What were the income eligibility thresholds for ACA premium tax credits before 2020?
Executive summary
Before 2021 the Affordable Care Act’s premium tax credit was limited to households with incomes at or above 100% of the federal poverty level (FPL) and — under the statute as originally written and explained by federal agencies and analysts — no more than 400% of FPL for the household’s size (the 100–400% FPL band) [1][2][3]. Temporary changes beginning in 2021 under the American Rescue Plan removed the 400% cap for 2021–2022 and were later extended, but sources make clear the ACA’s original eligibility was the 100–400% FPL range [1][4][5].
1. The baseline rule: “100% to 400% of FPL” — what the law and agencies say
The Internal Revenue Service and HealthCare.gov state plainly that, under the ACA as originally implemented, households qualify for the premium tax credit if their household income is at least 100 percent and — for years other than 2021 and 2022 — no more than 400 percent of the federal poverty line for their family size [1][2]. Analyses and policy briefs written about the ACA’s design repeat that basic eligibility band of 100–400% FPL as the defining income range for premium tax credits [3][6].
2. How Medicaid expansion interacts with the 100% lower bound
The statutory “at least 100% FPL” floor had practical exceptions where Medicaid expansion applied. In states that expanded Medicaid, people with incomes under the state’s Medicaid threshold (commonly up to 138% FPL) are eligible for Medicaid rather than Marketplace subsidies, so marketplace premium-credit eligibility effectively begins at the income where Medicaid ends — not necessarily exactly 100% in practice [7]. Policy write‑ups note this interaction: eligibility for Marketplace subsidies begins above the state’s Medicaid eligibility level where expansion is in effect [7].

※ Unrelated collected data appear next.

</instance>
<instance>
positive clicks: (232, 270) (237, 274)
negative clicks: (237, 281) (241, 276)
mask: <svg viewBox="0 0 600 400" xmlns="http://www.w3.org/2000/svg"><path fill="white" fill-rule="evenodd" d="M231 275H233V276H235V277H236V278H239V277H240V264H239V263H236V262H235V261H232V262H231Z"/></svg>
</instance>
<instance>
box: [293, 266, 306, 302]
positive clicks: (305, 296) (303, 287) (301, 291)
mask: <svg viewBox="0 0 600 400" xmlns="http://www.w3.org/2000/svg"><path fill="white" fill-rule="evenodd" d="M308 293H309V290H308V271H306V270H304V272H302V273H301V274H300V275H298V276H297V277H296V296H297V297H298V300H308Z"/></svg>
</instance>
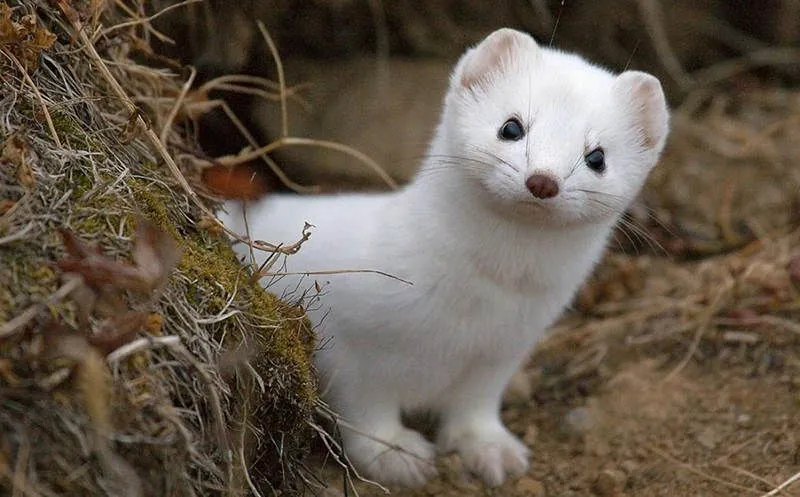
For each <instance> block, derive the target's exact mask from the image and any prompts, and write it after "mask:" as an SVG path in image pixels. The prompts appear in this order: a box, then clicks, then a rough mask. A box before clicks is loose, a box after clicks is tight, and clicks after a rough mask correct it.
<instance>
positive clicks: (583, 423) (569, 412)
mask: <svg viewBox="0 0 800 497" xmlns="http://www.w3.org/2000/svg"><path fill="white" fill-rule="evenodd" d="M594 424H595V420H594V415H593V413H592V411H591V410H590V409H589V408H588V407H576V408H575V409H573V410H571V411H570V412H568V413H567V414H566V416H564V419H563V420H562V423H561V428H562V430H563V431H564V433H566V434H567V435H572V436H575V435H578V436H582V435H585V434H586V433H587V432H588V431H589V430H591V429H592V428H593V427H594Z"/></svg>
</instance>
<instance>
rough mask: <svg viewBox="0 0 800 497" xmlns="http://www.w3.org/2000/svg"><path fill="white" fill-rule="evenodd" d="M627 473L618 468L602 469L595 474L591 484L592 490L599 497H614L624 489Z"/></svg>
mask: <svg viewBox="0 0 800 497" xmlns="http://www.w3.org/2000/svg"><path fill="white" fill-rule="evenodd" d="M627 483H628V475H626V474H625V472H624V471H621V470H619V469H614V468H609V469H604V470H603V471H601V472H600V474H599V475H597V478H596V479H595V481H594V485H592V491H594V493H595V494H596V495H599V496H600V497H616V496H618V495H620V494H621V493H622V491H623V490H624V489H625V485H626V484H627Z"/></svg>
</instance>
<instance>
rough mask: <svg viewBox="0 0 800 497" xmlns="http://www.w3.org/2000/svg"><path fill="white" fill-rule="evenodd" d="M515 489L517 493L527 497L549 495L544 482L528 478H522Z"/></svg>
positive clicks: (539, 496)
mask: <svg viewBox="0 0 800 497" xmlns="http://www.w3.org/2000/svg"><path fill="white" fill-rule="evenodd" d="M515 488H516V490H517V492H519V493H520V494H521V495H524V496H525V497H545V496H546V495H547V492H546V490H545V488H544V484H543V483H542V482H540V481H538V480H534V479H533V478H529V477H527V476H524V477H522V478H520V479H519V481H517V484H516V486H515Z"/></svg>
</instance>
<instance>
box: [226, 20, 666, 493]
mask: <svg viewBox="0 0 800 497" xmlns="http://www.w3.org/2000/svg"><path fill="white" fill-rule="evenodd" d="M420 91H424V90H423V89H420ZM668 121H669V111H668V109H667V105H666V101H665V98H664V93H663V91H662V88H661V84H660V83H659V81H658V80H657V79H656V78H655V77H653V76H651V75H649V74H646V73H642V72H637V71H625V72H622V73H621V74H618V75H615V74H613V73H611V72H609V71H608V70H606V69H603V68H601V67H598V66H595V65H592V64H590V63H588V62H586V61H585V60H584V59H582V58H581V57H579V56H578V55H574V54H569V53H565V52H561V51H557V50H554V49H549V48H544V47H540V46H538V45H537V43H536V42H535V40H534V39H533V38H532V37H530V36H529V35H527V34H524V33H521V32H518V31H514V30H511V29H500V30H498V31H496V32H494V33H492V34H491V35H489V36H488V37H487V38H486V39H484V40H483V41H482V42H481V43H479V44H478V45H477V46H475V47H474V48H472V49H470V50H468V51H467V52H466V53H465V54H464V55H463V56H462V58H461V59H460V61H459V62H458V63H457V65H456V66H455V69H454V70H453V72H452V74H451V77H450V84H449V89H448V91H447V94H446V96H445V99H444V106H443V110H442V115H441V120H440V122H439V125H438V127H437V129H436V133H435V136H434V138H433V140H432V143H431V145H430V148H429V153H428V154H427V156H426V158H425V159H424V162H423V164H422V167H421V170H420V172H419V173H418V174H417V175H416V176H415V177H414V179H413V180H412V181H411V183H410V184H408V185H407V186H405V187H404V188H402V189H401V190H399V191H395V192H389V193H372V194H340V195H328V196H315V197H301V196H296V195H295V196H292V195H268V196H267V197H266V198H264V199H262V200H259V201H258V202H255V203H253V204H251V205H248V206H247V218H248V219H247V220H248V222H249V226H250V234H251V237H252V238H254V239H255V238H257V239H265V240H291V239H292V238H294V237H296V236H297V234H298V230H299V229H300V228H301V226H302V225H303V223H304V222H305V221H308V222H309V223H312V224H313V225H314V226H315V227H316V228H315V229H314V230H313V231H312V235H311V239H310V240H308V241H307V242H306V244H305V245H304V246H303V247H302V249H301V250H300V252H299V253H297V254H296V255H292V256H289V257H288V258H287V261H286V268H285V269H286V270H287V271H288V272H295V273H296V272H315V271H330V270H348V269H368V270H374V271H381V272H383V273H388V274H391V275H394V276H396V277H397V278H399V279H402V280H405V282H404V281H400V280H399V279H390V278H387V277H385V276H382V275H380V274H375V273H372V274H370V273H364V272H359V273H356V272H351V273H344V274H338V275H332V276H325V278H326V280H327V281H328V284H327V285H326V287H325V289H324V290H323V292H322V293H321V294H320V295H319V297H318V298H319V299H320V301H319V305H317V306H314V307H316V310H310V311H309V313H310V317H311V319H312V320H313V321H315V322H316V323H319V324H320V327H319V333H320V340H321V343H323V344H324V346H322V347H321V350H320V351H319V352H318V353H317V355H316V358H315V362H316V365H317V367H318V369H319V371H320V373H321V375H322V379H323V384H322V389H323V391H324V392H326V396H327V399H328V400H329V402H330V403H331V404H332V406H333V407H334V408H335V409H336V410H337V411H338V412H339V413H340V414H341V416H342V417H343V419H344V421H345V422H346V423H344V428H343V433H342V436H343V441H344V446H345V450H346V452H347V454H348V456H349V458H350V460H351V461H352V462H353V463H354V464H355V465H356V466H357V468H358V469H360V470H361V471H362V472H364V473H366V475H367V476H369V477H371V478H373V479H376V480H377V481H380V482H383V483H387V484H402V485H406V486H414V485H420V484H422V483H424V482H425V481H426V480H427V479H429V478H430V477H432V476H434V475H435V474H436V469H435V466H434V458H435V454H436V453H437V451H438V452H440V453H448V452H452V451H455V452H457V453H458V454H459V455H460V457H461V458H462V461H463V464H464V467H465V468H466V469H468V470H469V471H470V472H472V473H473V474H475V475H477V476H479V477H480V478H482V479H483V480H484V481H485V482H486V483H487V484H488V485H499V484H501V483H502V482H503V481H504V480H505V479H507V478H508V477H513V476H517V475H521V474H523V473H524V472H525V471H526V470H527V468H528V448H527V447H526V446H525V445H524V444H523V443H522V442H521V441H520V440H518V439H517V437H515V436H514V435H513V434H512V433H511V432H510V431H509V430H508V429H507V428H506V427H505V426H504V425H503V423H502V421H501V420H500V417H499V411H500V402H501V396H502V393H503V390H504V387H505V385H506V383H507V382H508V380H509V379H510V378H511V376H512V374H513V373H514V372H515V371H516V370H517V369H518V368H519V367H520V366H521V365H522V363H523V361H525V359H526V358H527V357H528V355H529V353H530V352H531V350H532V348H533V347H534V345H535V344H536V342H537V341H538V340H539V339H541V338H542V336H543V335H544V333H545V330H546V329H547V328H548V326H550V325H551V324H552V323H553V322H554V320H555V319H557V318H558V317H559V315H560V314H561V313H562V311H563V310H564V308H565V307H566V306H567V305H568V304H569V302H570V301H571V299H572V298H573V295H574V293H575V292H576V290H577V288H578V286H579V285H580V284H581V283H582V282H583V281H584V279H585V278H586V276H587V275H588V273H589V272H590V271H591V269H592V267H593V266H594V265H595V263H596V262H597V261H598V259H599V258H600V256H601V254H602V252H603V250H604V247H605V245H606V243H607V240H608V238H609V235H610V233H611V230H612V228H613V226H614V225H615V223H616V222H617V220H618V219H619V217H620V215H621V214H622V212H623V211H624V210H625V209H626V207H627V206H628V205H629V203H630V202H631V201H632V199H633V198H634V197H636V196H637V194H638V192H639V191H640V189H641V187H642V185H643V183H644V181H645V179H646V178H647V175H648V173H649V171H650V170H651V168H653V166H654V165H655V164H656V162H657V160H658V158H659V155H660V153H661V151H662V149H663V147H664V143H665V140H666V138H667V134H668V132H669V123H668ZM242 208H243V207H242V206H241V205H240V204H238V203H235V202H229V203H228V204H226V209H227V213H224V214H223V216H222V219H223V221H224V222H225V223H226V225H227V226H229V227H230V228H232V229H234V230H236V231H237V232H240V233H243V232H244V231H245V229H244V228H245V226H244V220H243V216H242ZM237 250H238V251H239V253H240V254H242V255H244V254H246V253H248V250H247V247H246V246H241V245H240V246H239V247H238V248H237ZM264 257H265V254H263V253H262V254H258V255H257V258H258V259H260V261H263V260H264ZM306 278H307V279H306V280H305V282H303V280H302V277H300V276H291V275H290V276H284V277H283V278H282V279H280V280H278V281H277V282H276V283H275V284H274V286H271V287H270V289H272V290H276V291H277V292H278V293H280V292H284V291H291V290H293V289H297V288H303V285H305V286H310V284H311V281H310V280H309V279H308V278H313V276H309V277H306ZM407 282H409V283H412V284H408V283H407ZM323 317H324V319H323ZM415 410H428V411H432V412H434V413H436V414H437V415H438V419H439V428H438V435H437V437H436V440H435V443H433V442H431V441H429V440H427V439H426V438H425V437H423V435H422V434H420V433H418V432H416V431H413V430H411V429H409V428H408V427H406V426H404V425H403V423H402V421H401V413H402V412H406V411H415Z"/></svg>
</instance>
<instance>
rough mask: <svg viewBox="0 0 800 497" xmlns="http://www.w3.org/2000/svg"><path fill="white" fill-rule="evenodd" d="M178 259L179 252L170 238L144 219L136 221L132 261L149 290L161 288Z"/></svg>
mask: <svg viewBox="0 0 800 497" xmlns="http://www.w3.org/2000/svg"><path fill="white" fill-rule="evenodd" d="M180 257H181V253H180V250H179V249H178V246H177V244H176V243H175V240H173V239H172V237H170V236H169V235H167V234H166V233H164V232H163V231H161V230H160V229H158V228H157V227H156V226H155V225H154V224H152V223H150V222H148V221H146V220H144V219H141V218H140V219H139V220H138V221H137V223H136V244H135V245H134V247H133V260H134V262H135V263H136V265H137V267H138V270H139V273H140V275H141V277H142V278H143V279H144V281H145V282H147V283H148V284H149V285H150V286H151V288H156V287H158V286H161V284H162V283H163V282H164V281H165V280H166V277H167V275H168V274H169V272H170V271H171V270H172V268H173V267H175V265H176V264H177V263H178V261H179V260H180Z"/></svg>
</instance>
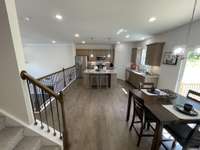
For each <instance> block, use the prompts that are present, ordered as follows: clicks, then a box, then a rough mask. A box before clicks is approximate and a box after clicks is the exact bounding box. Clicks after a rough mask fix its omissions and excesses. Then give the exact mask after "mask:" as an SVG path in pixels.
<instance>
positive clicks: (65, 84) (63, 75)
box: [63, 68, 66, 88]
mask: <svg viewBox="0 0 200 150" xmlns="http://www.w3.org/2000/svg"><path fill="white" fill-rule="evenodd" d="M63 80H64V88H65V87H66V80H65V69H64V68H63Z"/></svg>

3. The 400% cap and its temporary suspension starting in 2021
Congress temporarily changed the upper limit through the American Rescue Plan Act (ARPA) of 2021 by eliminating the 400% FPL cutoff for tax years 2021 and 2022; IRS guidance and summaries explain that ARPA allowed households with incomes above 400% FPL to qualify for credits when benchmark premiums exceeded a capped share of income [1][4]. Congressional and CRS analyses frame ARPA’s move as a temporary expansion of eligibility and subsidy generosity [5].
4. Extensions, expirations and what “before 2020” means in practice
Reporters and analysts treat “before 2020” as the pre‑ARPA regime in which the statutory eligibility ceiling was 400% FPL. CRS and policy briefs describe a timeline: ACA enacted the 100–400% structure; ARPA suspended the cap for 2021–2022 and subsequent reconciliation acts extended enhancements through later years, creating a period when the 400% cap did not apply [5][6]. Thus, any question about thresholds “before 2020” should be answered with the 100–400% FPL rule as the operative requirement [1][2].
5. How the credit actually worked — sliding scale and benchmark plan
Eligibility wasn’t just a binary FPL band; the premium tax credit is a sliding-scale subsidy. The credit is based on household income relative to the cost of the benchmark (second‑lowest‑cost Silver) plan for the family’s area, with required household contribution percentages phased by income [8][9]. Sources caution that the precise subsidy amount and the “applicable percentage” tables change year to year through IRS indexing [10][8].
6. Caveats, exceptions and practical complexities reporters should flag
There are statutory and regulatory nuances: certain victims of domestic abuse or spousal abandonment may qualify under different filing rules, and states’ Medicaid decisions change where Marketplace eligibility actually begins [1][7]. Tax rules use a MAGI‑based income measure and annual indexing adjusts contribution percentages, so simple FPL cutoffs are a starting point rather than a full picture of eligibility mechanics [10][8].
7. Competing perspectives and why this matters now
Policy briefs and research emphasize that the 100–400% FPL rule was core to the ACA’s original design but that ARPA-era expansions materially changed who received subsidies and how generous they were [6][5]. Advocates and analysts who favor permanent expansions cite equity and affordability gains, while fiscal or legislative opponents cite cost and precedent — sources here document the prior statutory limit and the temporary policy deviations without taking a policy side [5][6].
Limitations: available sources do not mention specific numeric FPL income amounts (dollars) for years before 2020 in this dataset; for dollar thresholds by year one must consult published FPL tables and year‑specific IRS indexing documents (not found in current reporting) [10].